In a frantic effort to spend a few last yen before boarding my flight from Tokyo to Seattle, this display outside of an airport toy store caught my eye.
I stopped to take a closer look. I wondered what would happen if I talked with it. My wife, throwing caution to the wind, stooped down and said: “konnichiwa!”
The bear immediately repeated: “KONNICHIWA!” and started moving around. Passersby laughed. A few other people came by and tried talking with the bear, too. It was surprising. And fun.
A few minutes later I came across this display.
I picked it up and threw it in the air. The ball changed shape in the air, then re-formed into ball shape as it descended. Several other children saw what happened and came over and began to play with these toys. I had to wrestle the toys away from the children and chase them away from the display for a moment so I could get a photo for this blog.
Fun and Surprising
Can you imagine walking past a shop in the airport and seeing something more like this?
It’s not fun. It’s not surprising. It’s quite a turn off, actually. Have you guessed where I’m going with this by now?
Yes, I’m comparing toy store marketing displays with presentation skills. As presenters, why can’t we create learning experiences that are fun and surprising and pique our audience’s interest and entice them to want to try out a new skill or a new tool?
The next time you have to train someone on Salesforce or some other software, why not invite them to play with the program and discover how intuitive it can be before you throw PowerPoint slides at them?

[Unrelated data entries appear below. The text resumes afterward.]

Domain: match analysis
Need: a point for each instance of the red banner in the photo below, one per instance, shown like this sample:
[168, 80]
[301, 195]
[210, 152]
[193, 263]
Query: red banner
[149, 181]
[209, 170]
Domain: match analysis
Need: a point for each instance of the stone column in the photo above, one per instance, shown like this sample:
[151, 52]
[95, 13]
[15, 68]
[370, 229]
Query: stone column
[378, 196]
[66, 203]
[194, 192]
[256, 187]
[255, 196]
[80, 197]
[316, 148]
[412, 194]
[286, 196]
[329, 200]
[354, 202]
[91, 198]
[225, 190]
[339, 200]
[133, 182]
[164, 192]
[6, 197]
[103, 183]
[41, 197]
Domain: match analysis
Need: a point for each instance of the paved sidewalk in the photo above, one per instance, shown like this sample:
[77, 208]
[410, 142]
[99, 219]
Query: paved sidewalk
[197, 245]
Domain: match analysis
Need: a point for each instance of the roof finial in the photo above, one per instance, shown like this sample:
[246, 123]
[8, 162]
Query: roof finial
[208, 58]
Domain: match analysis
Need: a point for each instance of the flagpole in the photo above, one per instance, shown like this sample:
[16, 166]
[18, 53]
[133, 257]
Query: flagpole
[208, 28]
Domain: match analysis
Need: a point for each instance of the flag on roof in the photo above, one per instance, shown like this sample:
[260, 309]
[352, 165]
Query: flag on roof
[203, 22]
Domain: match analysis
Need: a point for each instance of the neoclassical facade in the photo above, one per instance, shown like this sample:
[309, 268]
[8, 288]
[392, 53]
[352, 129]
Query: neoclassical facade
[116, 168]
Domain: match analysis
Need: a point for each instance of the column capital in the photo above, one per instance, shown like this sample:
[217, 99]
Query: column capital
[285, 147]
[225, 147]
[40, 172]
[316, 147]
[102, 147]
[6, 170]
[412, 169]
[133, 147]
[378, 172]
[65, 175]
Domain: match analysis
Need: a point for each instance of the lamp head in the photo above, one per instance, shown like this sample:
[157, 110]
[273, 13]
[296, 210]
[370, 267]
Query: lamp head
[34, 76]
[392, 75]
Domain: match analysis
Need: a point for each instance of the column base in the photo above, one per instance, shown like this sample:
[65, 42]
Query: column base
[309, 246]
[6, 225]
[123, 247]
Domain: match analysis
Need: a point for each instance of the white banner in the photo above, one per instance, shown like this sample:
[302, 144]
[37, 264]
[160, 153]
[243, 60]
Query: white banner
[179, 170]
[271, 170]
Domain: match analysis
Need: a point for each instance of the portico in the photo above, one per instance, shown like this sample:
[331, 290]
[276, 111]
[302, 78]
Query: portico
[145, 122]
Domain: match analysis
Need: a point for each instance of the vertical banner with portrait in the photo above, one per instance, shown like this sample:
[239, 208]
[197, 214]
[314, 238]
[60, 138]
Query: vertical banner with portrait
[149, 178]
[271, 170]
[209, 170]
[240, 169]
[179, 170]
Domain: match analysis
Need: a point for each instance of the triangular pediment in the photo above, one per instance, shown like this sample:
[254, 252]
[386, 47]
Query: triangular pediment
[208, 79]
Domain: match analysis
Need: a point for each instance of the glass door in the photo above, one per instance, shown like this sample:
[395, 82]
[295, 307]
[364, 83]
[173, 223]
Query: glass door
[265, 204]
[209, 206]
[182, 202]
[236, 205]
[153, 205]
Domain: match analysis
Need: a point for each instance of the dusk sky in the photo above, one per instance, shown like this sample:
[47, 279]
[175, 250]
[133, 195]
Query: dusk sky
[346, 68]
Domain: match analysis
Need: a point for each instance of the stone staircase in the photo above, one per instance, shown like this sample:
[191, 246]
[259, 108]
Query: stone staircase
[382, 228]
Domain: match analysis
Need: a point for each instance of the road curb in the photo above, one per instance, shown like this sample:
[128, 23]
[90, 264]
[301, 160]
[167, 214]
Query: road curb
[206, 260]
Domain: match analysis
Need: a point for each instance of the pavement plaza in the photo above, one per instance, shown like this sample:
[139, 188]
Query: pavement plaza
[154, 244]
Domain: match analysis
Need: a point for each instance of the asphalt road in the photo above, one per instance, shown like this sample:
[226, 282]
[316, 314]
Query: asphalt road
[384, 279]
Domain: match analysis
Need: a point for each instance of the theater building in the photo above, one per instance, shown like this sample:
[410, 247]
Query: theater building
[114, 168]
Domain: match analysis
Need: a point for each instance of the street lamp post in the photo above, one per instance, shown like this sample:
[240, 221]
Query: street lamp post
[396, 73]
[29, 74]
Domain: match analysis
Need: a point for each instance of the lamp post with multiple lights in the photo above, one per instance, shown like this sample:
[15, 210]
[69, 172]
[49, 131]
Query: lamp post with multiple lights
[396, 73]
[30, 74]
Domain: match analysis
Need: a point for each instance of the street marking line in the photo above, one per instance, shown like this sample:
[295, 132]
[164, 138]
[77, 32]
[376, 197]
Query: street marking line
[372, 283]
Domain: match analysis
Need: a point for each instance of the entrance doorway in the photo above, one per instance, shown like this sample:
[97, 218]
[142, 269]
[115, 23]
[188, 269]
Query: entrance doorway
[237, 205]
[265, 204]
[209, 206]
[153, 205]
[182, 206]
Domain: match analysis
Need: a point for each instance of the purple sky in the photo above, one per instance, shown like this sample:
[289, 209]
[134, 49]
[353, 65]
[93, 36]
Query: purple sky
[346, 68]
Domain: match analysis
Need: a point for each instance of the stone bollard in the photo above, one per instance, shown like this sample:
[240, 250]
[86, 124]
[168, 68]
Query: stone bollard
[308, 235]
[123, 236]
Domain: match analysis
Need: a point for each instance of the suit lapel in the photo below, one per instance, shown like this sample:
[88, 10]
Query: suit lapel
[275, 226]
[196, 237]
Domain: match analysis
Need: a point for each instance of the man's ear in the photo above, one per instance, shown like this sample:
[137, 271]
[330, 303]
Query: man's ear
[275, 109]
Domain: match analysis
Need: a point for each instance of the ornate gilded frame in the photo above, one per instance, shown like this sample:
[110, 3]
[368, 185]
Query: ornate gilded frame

The next time you present on… well, anything… why not allow the audience to play with the content or tool or policy or procedure or product or concept or little toy bear or shape-shifting ball? Let the audience decide for themselves what the benefit is before you tell them what they should think.
What was the lesson I took from a string of toy stores in Narita Airport? Presentations need more intrigue and fun and surprises.